Exploring Specular Reflection Inconsistency for Generalizable Face Forgery Detection
Hongyan Fei 1,1, Zexi Jia 2, Chuanwei Huang 1,1, Jinchao Zhang 2, Jie Zhou 2
Published on arXiv
2602.06452
Output Integrity Attack
OWASP ML Top 10 — ML09
Key Finding
Achieves superior detection performance on both traditional deepfake datasets and diffusion-model-generated forgery face datasets compared to spatial and frequency-domain baselines.
SRI-Net
Novel technique introduced
Detecting deepfakes has become increasingly challenging as forgery faces synthesized by AI-generated methods, particularly diffusion models, achieve unprecedented quality and resolution. Existing forgery detection approaches relying on spatial and frequency features demonstrate limited efficacy against high-quality, entirely synthesized forgeries. In this paper, we propose a novel detection method grounded in the observation that facial attributes governed by complex physical laws and multiple parameters are inherently difficult to replicate. Specifically, we focus on illumination, particularly the specular reflection component in the Phong illumination model, which poses the greatest replication challenge due to its parametric complexity and nonlinear formulation. We introduce a fast and accurate face texture estimation method based on Retinex theory to enable precise specular reflection separation. Furthermore, drawing from the mathematical formulation of specular reflection, we posit that forgery evidence manifests not only in the specular reflection itself but also in its relationship with corresponding face texture and direct light. To address this issue, we design the Specular-Reflection-Inconsistency-Network (SRI-Net), incorporating a two-stage cross-attention mechanism to capture these correlations and integrate specular reflection related features with image features for robust forgery detection. Experimental results demonstrate that our method achieves superior performance on both traditional deepfake datasets and generative deepfake datasets, particularly those containing diffusion-generated forgery faces.
Key Contributions
- Identifies specular reflection (Phong illumination model) as a generalizable forgery indicator due to its parametric complexity and nonlinearity.

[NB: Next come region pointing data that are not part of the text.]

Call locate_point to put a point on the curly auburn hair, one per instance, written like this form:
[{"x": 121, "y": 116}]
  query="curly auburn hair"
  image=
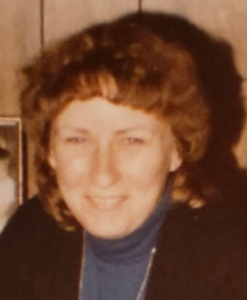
[{"x": 127, "y": 65}]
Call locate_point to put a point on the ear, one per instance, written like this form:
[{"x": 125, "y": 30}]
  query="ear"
[
  {"x": 176, "y": 161},
  {"x": 52, "y": 160}
]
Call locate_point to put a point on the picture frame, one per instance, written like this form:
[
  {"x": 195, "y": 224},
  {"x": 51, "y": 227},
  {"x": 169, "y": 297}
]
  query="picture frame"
[{"x": 11, "y": 142}]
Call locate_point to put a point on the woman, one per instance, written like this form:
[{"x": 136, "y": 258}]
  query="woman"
[{"x": 119, "y": 119}]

- Introduces a Retinex-theory-based face texture estimation method for fast, accurate specular reflection extraction.
- Designs SRI-Net with two-stage cross-attention to exploit relationships among specular reflection, face texture, and direct light for robust deepfake detection.
🛡️ Threat Analysis
Proposes a detection method for AI-generated/deepfake face images — this is AI-generated content detection, which falls squarely under output integrity and content authenticity.